Online sales represent an increasingly important source of revenue for many businesses, making the need for affordable shipping more critical than ever. Many budget-savvy, high-volume shippers are turning to mail consolidators to reduce the cost of shipping while still providing reliable delivery.
But what are they, and why are they a great choice for some businesses?
How Mail Consolidation (and Consolidators) Work
Mail consolidation occurs when a shipping company picks up and processes packages from multiple customers then sorts the parcels based on major shipping hubs of the U.S. Postal Service (USPS). The packages are then inserted into the USPS system for final delivery.
There are many advantages to using a mail consolidator. Perhaps the most obvious relate to reducing shipping costs across the board. It's almost impossible to beat USPS delivery rates to begin with, and using a mail consolidation service only amplifies that. Because consolidated mail enters the USPS system so far downstream, smaller businesses are able to enjoy shipping discounts they otherwise wouldn't have enough volume to receive.
Consolidation can also simplify the shipping process. Mail consolidators will generally pickup, sort and document parcels, saving businesses time and money. And instead of managing accounts with both the USPS and a private shipping company, all business can be handled through a single carrier. Picking a warehouse software that can help you take advantage of mail consolidators can have a positive effect on your bottom line.
For example, rather than sending 1,000 packages through FedEx and 1,000 packages through USPS, you can send 1,000 packages through FedEx and 1,000 through FedEx SmartPost (the FedEx consolidation program) for ultimate delivery by the USPS. With more packages under a single shipping umbrella, your business may be in a better position to enjoy volume discounts as well.
Consolidation makes the most sense for companies that ship high volumes of small packages (generally 5 pounds or less). While delivery may be slightly slower than it would have been if shipped traditionally, the delay is often no more than a day or two depending on the destination's distance from a hub.
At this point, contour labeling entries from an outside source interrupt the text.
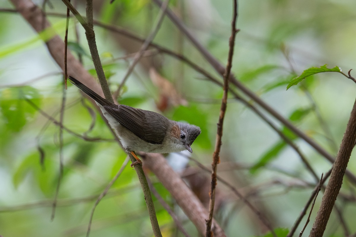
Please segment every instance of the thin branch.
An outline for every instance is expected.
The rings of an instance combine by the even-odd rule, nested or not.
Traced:
[[[70,0],[69,0],[70,1]],[[44,4],[46,2],[44,2]],[[44,13],[44,11],[43,11]],[[68,48],[68,28],[69,26],[69,9],[67,8],[67,18],[66,21],[66,34],[64,36],[64,80],[63,81],[63,87],[62,90],[63,96],[62,96],[62,101],[61,104],[61,113],[59,115],[59,123],[61,124],[63,124],[63,119],[64,117],[64,107],[66,106],[66,101],[67,97],[67,78],[68,76],[68,72],[67,68],[67,49]],[[44,22],[44,21],[43,21]],[[52,206],[52,214],[51,215],[51,220],[53,220],[54,219],[54,214],[56,212],[56,208],[57,205],[57,199],[58,198],[58,194],[59,192],[59,188],[61,187],[61,184],[62,182],[62,178],[63,177],[63,129],[62,127],[59,127],[59,175],[58,176],[58,182],[57,183],[57,187],[56,188],[56,194],[54,194],[54,198],[53,201],[53,205]],[[41,147],[39,147],[38,150],[40,151],[40,154],[42,157],[42,150]]]
[[[340,148],[333,167],[330,179],[326,185],[321,203],[318,212],[309,236],[323,236],[336,197],[342,183],[342,179],[356,140],[356,100]]]
[[[62,0],[63,2],[66,4],[72,13],[74,14],[79,22],[83,26],[85,31],[85,36],[87,37],[87,40],[88,43],[88,46],[90,50],[90,55],[93,59],[94,67],[95,68],[96,74],[98,75],[99,82],[101,86],[103,92],[104,93],[105,98],[110,102],[114,103],[114,100],[110,92],[109,85],[105,77],[104,71],[103,69],[103,66],[99,56],[99,53],[96,47],[96,43],[95,42],[95,33],[93,24],[93,2],[91,0],[87,0],[86,6],[86,15],[88,22],[86,22],[83,17],[80,15],[74,7],[69,2],[68,0]]]
[[[96,208],[96,206],[98,206],[98,204],[99,204],[99,203],[100,202],[100,200],[103,199],[106,194],[108,193],[108,192],[109,190],[109,189],[112,185],[115,182],[117,179],[119,178],[119,176],[121,174],[121,173],[122,173],[122,171],[124,171],[124,169],[126,167],[126,165],[127,163],[129,163],[129,161],[130,160],[130,159],[129,158],[129,157],[127,156],[125,160],[124,161],[124,162],[122,163],[122,165],[121,166],[121,167],[120,168],[120,169],[119,169],[119,171],[117,171],[117,173],[116,173],[115,176],[112,178],[110,182],[109,183],[108,185],[106,186],[106,187],[105,188],[105,189],[104,191],[100,194],[98,198],[96,199],[96,201],[95,202],[95,203],[94,204],[94,206],[93,207],[93,209],[91,209],[91,212],[90,213],[90,217],[89,219],[89,223],[88,224],[88,230],[87,231],[87,237],[89,237],[89,234],[90,233],[90,228],[91,227],[91,222],[93,221],[93,217],[94,215],[94,212],[95,211],[95,209]]]
[[[218,164],[220,162],[219,155],[221,146],[221,138],[222,136],[222,128],[224,118],[227,104],[227,93],[229,92],[229,78],[232,66],[232,56],[234,55],[234,46],[235,44],[235,37],[237,31],[236,29],[236,21],[237,17],[237,0],[234,1],[232,8],[232,20],[231,23],[231,36],[229,40],[229,55],[226,69],[224,75],[224,93],[221,99],[220,114],[218,122],[216,137],[215,140],[215,150],[213,155],[213,163],[211,164],[211,182],[209,194],[210,198],[209,202],[209,215],[206,220],[206,230],[205,236],[212,237],[211,223],[213,222],[213,215],[214,212],[215,205],[215,192],[217,184],[216,170]]]
[[[162,4],[161,0],[152,0],[159,6]],[[223,76],[225,72],[225,68],[213,56],[198,40],[189,32],[187,27],[179,18],[170,9],[167,9],[167,15],[173,22],[184,34],[200,52],[206,61],[213,66],[215,70]],[[237,87],[246,95],[267,111],[271,115],[279,121],[293,131],[299,137],[305,141],[312,147],[313,147],[319,154],[326,158],[332,163],[335,161],[334,158],[325,149],[315,141],[309,138],[305,134],[293,125],[288,119],[273,109],[269,105],[261,99],[257,95],[245,86],[241,82],[237,80],[233,74],[231,74],[229,78],[230,82]],[[348,170],[346,170],[346,173],[347,177],[352,182],[354,185],[356,185],[356,176]]]
[[[302,221],[302,220],[303,219],[303,217],[307,214],[307,210],[309,208],[309,205],[310,205],[311,203],[312,203],[312,202],[314,199],[314,197],[315,196],[315,195],[316,195],[316,193],[319,192],[319,187],[320,186],[320,184],[321,185],[323,185],[323,184],[326,181],[326,180],[329,178],[329,177],[330,176],[330,174],[331,173],[331,170],[332,170],[330,169],[329,171],[328,171],[328,172],[325,173],[325,175],[324,176],[324,177],[323,178],[321,182],[315,186],[314,190],[313,190],[313,192],[312,193],[312,195],[310,195],[309,199],[308,200],[308,201],[307,201],[306,204],[305,204],[304,205],[304,207],[303,208],[303,209],[299,214],[298,218],[297,218],[297,220],[294,222],[293,226],[292,226],[291,228],[290,228],[290,230],[289,231],[289,233],[288,233],[288,234],[287,235],[286,237],[292,237],[294,235],[294,233],[297,230],[297,228],[298,228],[299,224]]]
[[[189,157],[186,156],[185,157],[190,160],[194,161],[198,167],[203,170],[207,171],[210,173],[211,173],[211,170],[205,167],[205,166],[195,159],[193,159]],[[231,191],[232,191],[232,192],[234,193],[236,195],[237,197],[238,197],[241,200],[242,200],[242,201],[243,201],[246,204],[246,205],[253,212],[256,214],[256,215],[257,216],[260,220],[261,220],[261,222],[263,223],[263,225],[264,225],[266,227],[268,228],[268,230],[272,233],[273,232],[273,228],[271,226],[271,224],[268,222],[268,221],[263,216],[261,212],[257,208],[255,208],[253,205],[252,205],[252,204],[248,201],[248,200],[246,197],[244,196],[240,192],[239,192],[233,185],[230,184],[224,179],[222,178],[218,175],[216,175],[216,178],[219,181],[219,182],[220,182],[222,184],[229,188]]]
[[[156,198],[157,199],[158,201],[161,203],[161,205],[162,205],[162,206],[163,206],[163,208],[167,211],[167,212],[169,214],[171,217],[172,217],[174,223],[176,223],[176,225],[177,225],[177,227],[180,231],[180,232],[182,232],[182,233],[183,234],[183,235],[185,236],[185,237],[190,237],[190,236],[187,232],[184,229],[184,228],[183,227],[183,225],[178,219],[178,217],[176,215],[174,212],[171,209],[171,208],[169,205],[164,201],[164,200],[163,200],[162,197],[159,194],[156,190],[156,188],[155,188],[155,187],[153,186],[153,184],[152,183],[152,181],[151,181],[151,179],[148,177],[147,177],[147,182],[148,184],[148,186],[150,187],[150,189],[151,189],[152,194],[155,195]]]
[[[104,139],[100,138],[89,138],[87,136],[82,136],[78,133],[77,133],[73,131],[67,127],[64,126],[63,124],[61,123],[59,121],[56,120],[56,119],[53,117],[46,113],[42,110],[40,108],[35,104],[30,99],[26,98],[25,98],[24,99],[35,109],[40,112],[40,113],[44,117],[47,118],[48,120],[52,121],[55,125],[59,126],[59,127],[61,129],[68,132],[69,134],[71,134],[74,136],[80,138],[85,141],[114,141],[114,140],[112,140],[112,139]]]
[[[318,190],[316,191],[316,193],[315,194],[315,197],[314,198],[314,200],[313,201],[313,204],[312,204],[312,207],[310,208],[310,211],[309,212],[309,215],[308,216],[308,219],[307,219],[307,221],[305,222],[305,224],[304,225],[304,227],[303,227],[303,230],[300,231],[300,232],[299,233],[299,237],[302,237],[302,236],[303,235],[303,233],[304,232],[304,231],[305,230],[305,228],[307,228],[307,226],[308,225],[308,223],[310,221],[310,216],[312,215],[312,212],[313,211],[313,209],[314,207],[314,205],[315,204],[315,201],[316,200],[316,197],[318,196],[318,194],[319,193],[319,192],[320,192],[320,190],[321,189],[321,182],[323,181],[323,176],[324,175],[324,173],[321,174],[321,177],[320,178],[320,182],[319,182],[319,186],[318,187]]]
[[[158,20],[157,21],[157,23],[155,24],[150,35],[145,41],[145,42],[142,45],[142,46],[141,46],[141,48],[140,49],[138,52],[135,55],[135,56],[134,57],[134,61],[132,62],[132,64],[129,68],[129,69],[127,70],[126,74],[124,77],[124,79],[121,82],[120,86],[119,86],[119,88],[117,88],[117,90],[114,93],[113,95],[114,98],[117,98],[119,96],[120,94],[120,91],[121,90],[122,87],[125,85],[125,82],[127,80],[129,76],[131,74],[131,73],[132,72],[135,66],[137,64],[137,63],[138,62],[138,60],[141,58],[146,50],[147,49],[148,46],[150,46],[151,42],[152,42],[155,37],[157,34],[157,32],[158,32],[158,30],[161,28],[161,26],[162,24],[162,22],[163,22],[163,19],[166,15],[166,10],[167,9],[167,7],[168,6],[168,4],[169,2],[169,0],[166,0],[161,6],[161,9],[159,10],[159,14],[157,17]]]
[[[143,162],[145,167],[155,173],[199,232],[204,234],[206,227],[204,220],[209,212],[197,196],[168,165],[161,154],[144,152],[140,152],[139,154],[146,161]],[[224,230],[219,224],[215,220],[213,222],[214,237],[225,236]]]
[[[129,153],[129,155],[132,163],[135,162],[136,160],[136,159],[131,153]],[[158,221],[157,220],[157,216],[156,214],[156,211],[155,210],[155,205],[153,205],[153,200],[152,200],[152,196],[151,195],[151,192],[150,190],[148,184],[147,182],[146,176],[145,175],[143,170],[142,169],[142,165],[139,163],[136,164],[134,167],[138,177],[138,179],[140,180],[140,183],[141,184],[142,190],[145,196],[145,201],[146,203],[147,210],[150,215],[150,220],[151,222],[151,225],[152,226],[153,234],[155,237],[162,237],[162,234],[159,230],[159,226],[158,224]]]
Selecting the Right Mail Consolidator for You
In many cases, the best place to start when searching for a mail consolidator is with your current shipping partners. Find out if they offer consolidation services and what advantages they think it may offer your business. The USPS also has a list of shipping consolidators available on its website.
In general, a good consolidator will have a national presence with multiple distribution points and will offer both air and ground services so that delivery times remain similar to those associated with First Class mail. Consolidation should be one of its core business services, and it should already have a large client base since its overall volume will affect the level of discount it can offer compared to traditional shipping.
Other services such as tracking, reporting, warehousing, etc., can also add value to what a consolidator has to offer.
Getting the Most Out of Mail Consolidation
Many businesses are hesitant to embrace mail consolidation because they know it isn't the right fit for all of their shipping needs. Unfortunately, by not using a consolidator where appropriate, they may be wasting thousands of dollars on shipping when they might not have had to.
One of the best ways to address complex shipping needs is to use software to automatically sort parcels into different categories. Businesses can then set parameters to identify which packages are best suited to consolidation based on the size of the package, the customer, the location (i.e., how far it is from a shipping hub) and the delivery commitment. Once these business rules are added into the warehouse software the shipping flow is quick, efficient and transparent to the user.
At the end of the day, mail consolidation offers significant cost-saving advantages for businesses and represents a valuable tool for operation leaders and warehouse managers looking to save money. However, which mail consolidator you choose - as well as how you implement your overall strategy for addressing shipping challenges - should be evaluated with your specific needs in mind.